Civilians suffer most in all wars. Saudi terror-bombing indiscriminately massacres Yemenis. The official death toll claim far understands the true numbers – tens of thousands devastated by two-and-a-half years of war without mercy, compounded by blockade.
A World Health Organization (WHO) snapshot of conditions at Yemen’s Al-Jumboori hospital showed how it struggles to perform vital medical treatment with ongoing war raging, saying:
“Many patients…struggle to access proper medical treatment. They flock to the overwhelmed and crumbling Al-Jumhoori hospital, the only public referral hospital in Sa’ada, 240km from Sana’a, in search of care.”
Key infrastructure was damaged or destroyed, residential neighborhoods, schools, marketplaces, hospitals and other medical facilities terror-bombed.

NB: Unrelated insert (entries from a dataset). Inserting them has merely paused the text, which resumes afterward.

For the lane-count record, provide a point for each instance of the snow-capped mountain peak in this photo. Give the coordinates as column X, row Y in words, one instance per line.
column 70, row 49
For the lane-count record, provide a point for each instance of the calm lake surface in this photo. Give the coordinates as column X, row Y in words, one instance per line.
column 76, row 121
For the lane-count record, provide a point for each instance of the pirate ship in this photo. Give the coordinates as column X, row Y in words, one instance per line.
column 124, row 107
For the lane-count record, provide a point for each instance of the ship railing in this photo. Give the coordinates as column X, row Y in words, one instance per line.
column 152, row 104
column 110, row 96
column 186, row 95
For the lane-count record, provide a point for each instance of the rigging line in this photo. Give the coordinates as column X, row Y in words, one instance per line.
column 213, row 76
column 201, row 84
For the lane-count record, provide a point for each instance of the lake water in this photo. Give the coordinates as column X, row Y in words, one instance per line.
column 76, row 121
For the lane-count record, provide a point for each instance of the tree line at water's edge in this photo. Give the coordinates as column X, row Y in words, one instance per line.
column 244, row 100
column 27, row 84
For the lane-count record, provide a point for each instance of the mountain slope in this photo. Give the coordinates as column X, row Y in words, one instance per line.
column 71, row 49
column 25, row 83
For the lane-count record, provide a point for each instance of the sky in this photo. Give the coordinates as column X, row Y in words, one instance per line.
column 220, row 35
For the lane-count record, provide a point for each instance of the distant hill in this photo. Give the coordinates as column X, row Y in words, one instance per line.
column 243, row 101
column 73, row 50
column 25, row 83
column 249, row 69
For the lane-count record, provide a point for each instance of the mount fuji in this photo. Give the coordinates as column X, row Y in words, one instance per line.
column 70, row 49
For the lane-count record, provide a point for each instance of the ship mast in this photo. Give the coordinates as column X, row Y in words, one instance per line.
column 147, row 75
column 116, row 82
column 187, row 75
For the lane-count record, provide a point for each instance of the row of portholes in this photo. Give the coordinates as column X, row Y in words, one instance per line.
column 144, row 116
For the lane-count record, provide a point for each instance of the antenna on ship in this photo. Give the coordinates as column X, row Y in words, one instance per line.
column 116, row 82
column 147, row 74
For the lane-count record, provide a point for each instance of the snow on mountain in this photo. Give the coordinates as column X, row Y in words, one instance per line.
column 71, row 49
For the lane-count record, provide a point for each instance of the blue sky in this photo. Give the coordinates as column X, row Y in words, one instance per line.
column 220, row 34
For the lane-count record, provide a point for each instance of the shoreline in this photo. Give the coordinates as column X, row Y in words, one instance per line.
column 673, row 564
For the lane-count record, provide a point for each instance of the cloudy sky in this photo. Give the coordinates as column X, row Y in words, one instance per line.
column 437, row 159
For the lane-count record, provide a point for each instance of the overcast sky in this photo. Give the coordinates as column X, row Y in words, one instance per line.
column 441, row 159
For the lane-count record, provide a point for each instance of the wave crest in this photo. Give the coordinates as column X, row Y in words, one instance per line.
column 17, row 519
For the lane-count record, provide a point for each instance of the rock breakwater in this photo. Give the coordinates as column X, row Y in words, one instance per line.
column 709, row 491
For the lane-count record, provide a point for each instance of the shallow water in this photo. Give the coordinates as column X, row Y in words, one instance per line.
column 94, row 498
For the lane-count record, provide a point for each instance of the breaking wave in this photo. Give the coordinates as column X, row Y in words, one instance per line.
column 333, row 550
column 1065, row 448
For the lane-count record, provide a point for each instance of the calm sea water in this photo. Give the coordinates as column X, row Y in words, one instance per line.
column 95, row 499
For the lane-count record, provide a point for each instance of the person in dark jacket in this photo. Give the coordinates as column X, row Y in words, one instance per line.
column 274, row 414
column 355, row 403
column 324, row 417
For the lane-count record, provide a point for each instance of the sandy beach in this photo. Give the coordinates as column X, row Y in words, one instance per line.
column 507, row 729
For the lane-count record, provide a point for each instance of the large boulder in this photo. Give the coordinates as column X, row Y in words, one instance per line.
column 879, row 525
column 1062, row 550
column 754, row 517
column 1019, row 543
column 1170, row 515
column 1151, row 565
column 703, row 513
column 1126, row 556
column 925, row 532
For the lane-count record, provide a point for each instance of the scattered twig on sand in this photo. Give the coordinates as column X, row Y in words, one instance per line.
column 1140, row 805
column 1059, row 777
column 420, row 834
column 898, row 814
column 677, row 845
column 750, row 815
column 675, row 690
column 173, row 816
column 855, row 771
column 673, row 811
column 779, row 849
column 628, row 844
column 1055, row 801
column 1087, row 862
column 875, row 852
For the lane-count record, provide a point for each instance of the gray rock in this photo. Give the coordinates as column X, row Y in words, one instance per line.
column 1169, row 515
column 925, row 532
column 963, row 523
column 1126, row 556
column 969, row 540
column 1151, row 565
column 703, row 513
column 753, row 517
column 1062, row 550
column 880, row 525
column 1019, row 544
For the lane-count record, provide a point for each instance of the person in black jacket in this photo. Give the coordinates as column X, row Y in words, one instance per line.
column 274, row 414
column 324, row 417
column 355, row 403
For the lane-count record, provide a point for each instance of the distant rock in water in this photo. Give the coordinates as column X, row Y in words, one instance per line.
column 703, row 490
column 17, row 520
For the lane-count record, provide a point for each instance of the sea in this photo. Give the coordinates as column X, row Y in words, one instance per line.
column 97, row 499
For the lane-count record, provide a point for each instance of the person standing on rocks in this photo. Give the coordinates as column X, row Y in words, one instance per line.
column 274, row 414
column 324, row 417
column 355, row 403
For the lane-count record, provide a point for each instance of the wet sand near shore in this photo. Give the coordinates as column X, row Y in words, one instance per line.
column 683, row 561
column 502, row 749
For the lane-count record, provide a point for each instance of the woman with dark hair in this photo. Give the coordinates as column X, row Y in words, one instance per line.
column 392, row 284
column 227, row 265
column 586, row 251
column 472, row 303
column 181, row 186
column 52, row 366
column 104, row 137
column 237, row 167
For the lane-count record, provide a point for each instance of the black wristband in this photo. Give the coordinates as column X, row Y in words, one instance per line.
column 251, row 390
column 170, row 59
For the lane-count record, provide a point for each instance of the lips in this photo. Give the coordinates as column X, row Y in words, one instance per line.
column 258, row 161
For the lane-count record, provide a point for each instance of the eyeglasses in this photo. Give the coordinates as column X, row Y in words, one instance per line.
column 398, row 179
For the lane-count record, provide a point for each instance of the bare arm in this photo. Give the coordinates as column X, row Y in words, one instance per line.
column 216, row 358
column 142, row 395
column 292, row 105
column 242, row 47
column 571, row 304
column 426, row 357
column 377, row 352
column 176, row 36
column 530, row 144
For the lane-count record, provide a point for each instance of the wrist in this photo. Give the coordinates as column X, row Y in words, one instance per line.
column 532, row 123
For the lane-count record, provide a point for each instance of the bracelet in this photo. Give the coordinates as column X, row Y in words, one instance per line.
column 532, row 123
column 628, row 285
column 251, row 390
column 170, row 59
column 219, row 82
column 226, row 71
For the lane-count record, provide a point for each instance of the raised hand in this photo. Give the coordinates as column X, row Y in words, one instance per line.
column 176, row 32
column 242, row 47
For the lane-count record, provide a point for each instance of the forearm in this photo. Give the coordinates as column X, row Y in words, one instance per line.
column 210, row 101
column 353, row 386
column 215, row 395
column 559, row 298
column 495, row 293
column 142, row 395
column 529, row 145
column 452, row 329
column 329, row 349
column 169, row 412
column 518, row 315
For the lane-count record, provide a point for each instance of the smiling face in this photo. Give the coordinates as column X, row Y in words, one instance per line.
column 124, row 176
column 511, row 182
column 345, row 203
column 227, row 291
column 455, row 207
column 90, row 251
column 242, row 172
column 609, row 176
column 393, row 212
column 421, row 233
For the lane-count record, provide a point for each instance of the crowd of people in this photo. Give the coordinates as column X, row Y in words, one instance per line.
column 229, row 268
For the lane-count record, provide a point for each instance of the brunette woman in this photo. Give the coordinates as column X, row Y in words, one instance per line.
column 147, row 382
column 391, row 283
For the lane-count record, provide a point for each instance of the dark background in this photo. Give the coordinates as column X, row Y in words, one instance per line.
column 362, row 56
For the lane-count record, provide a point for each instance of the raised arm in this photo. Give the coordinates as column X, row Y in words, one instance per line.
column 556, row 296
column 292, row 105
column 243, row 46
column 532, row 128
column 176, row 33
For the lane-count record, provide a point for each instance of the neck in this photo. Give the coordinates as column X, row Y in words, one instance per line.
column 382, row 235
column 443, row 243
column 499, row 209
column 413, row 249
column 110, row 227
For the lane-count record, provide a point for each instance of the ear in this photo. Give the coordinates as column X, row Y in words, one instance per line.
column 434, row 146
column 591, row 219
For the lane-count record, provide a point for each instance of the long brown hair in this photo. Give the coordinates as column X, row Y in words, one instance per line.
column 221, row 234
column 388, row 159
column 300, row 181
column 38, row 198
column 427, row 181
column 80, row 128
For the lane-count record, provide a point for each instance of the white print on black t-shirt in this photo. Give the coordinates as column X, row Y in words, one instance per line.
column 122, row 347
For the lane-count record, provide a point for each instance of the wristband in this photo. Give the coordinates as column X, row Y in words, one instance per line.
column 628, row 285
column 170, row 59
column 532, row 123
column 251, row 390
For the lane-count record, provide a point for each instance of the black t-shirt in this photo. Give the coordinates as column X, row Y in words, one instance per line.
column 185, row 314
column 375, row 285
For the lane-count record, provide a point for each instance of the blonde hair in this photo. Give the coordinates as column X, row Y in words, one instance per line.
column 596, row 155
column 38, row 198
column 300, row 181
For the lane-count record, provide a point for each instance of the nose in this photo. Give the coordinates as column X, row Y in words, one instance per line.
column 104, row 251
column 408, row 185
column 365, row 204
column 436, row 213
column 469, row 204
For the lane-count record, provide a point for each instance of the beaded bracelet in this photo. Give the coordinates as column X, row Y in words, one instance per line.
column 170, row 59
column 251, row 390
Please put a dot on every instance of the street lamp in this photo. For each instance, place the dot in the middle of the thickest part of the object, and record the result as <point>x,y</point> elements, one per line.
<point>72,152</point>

Remaining facilities face “serious shortages of medicines, medical supplies and specialized doctors,” Al-Jumhoori hospital director Dr. Mohammed Hajar explained, adding:
“Our operational funding has been cut off so we have reduced the health services to an absolute minimum. In addition to the shortage of basic specialties, the hospital lacks ophthalmologists, obstetricians, gynecologists and cardiologists.”
Still, medical staff treat endless numbers of sick and wounded patients, many with life-threatening conditions given the dire state of things.
Emergency room head Dr. Abdulla Al-Mawsemi said the facility “receives around 50 cases every day and sometimes the number rises to 70 – 80 cases, especially following sudden bombings.”
“The place is usually crowded here, while the equipment, doctors and medicines are not sufficient to deal with the patients who are too poor to pay for medicines and health services in private health facilities.”
“Due to the huge gap in the number of doctors and health workers, we have to work for such long hours that we are suffering from psychological pressure and muscle strain.”
Ambulance drivers risk their lives to help save people. Some are killed in the line of duty.
The WHO provides some aid to functioning Yemeni hospitals and clinics. It’s woefully inadequate given the scale of conflict devastating the country.
The entire population faces slow-motion genocide. US/Saudi ggression against the Yemeni people shows no signs of ending.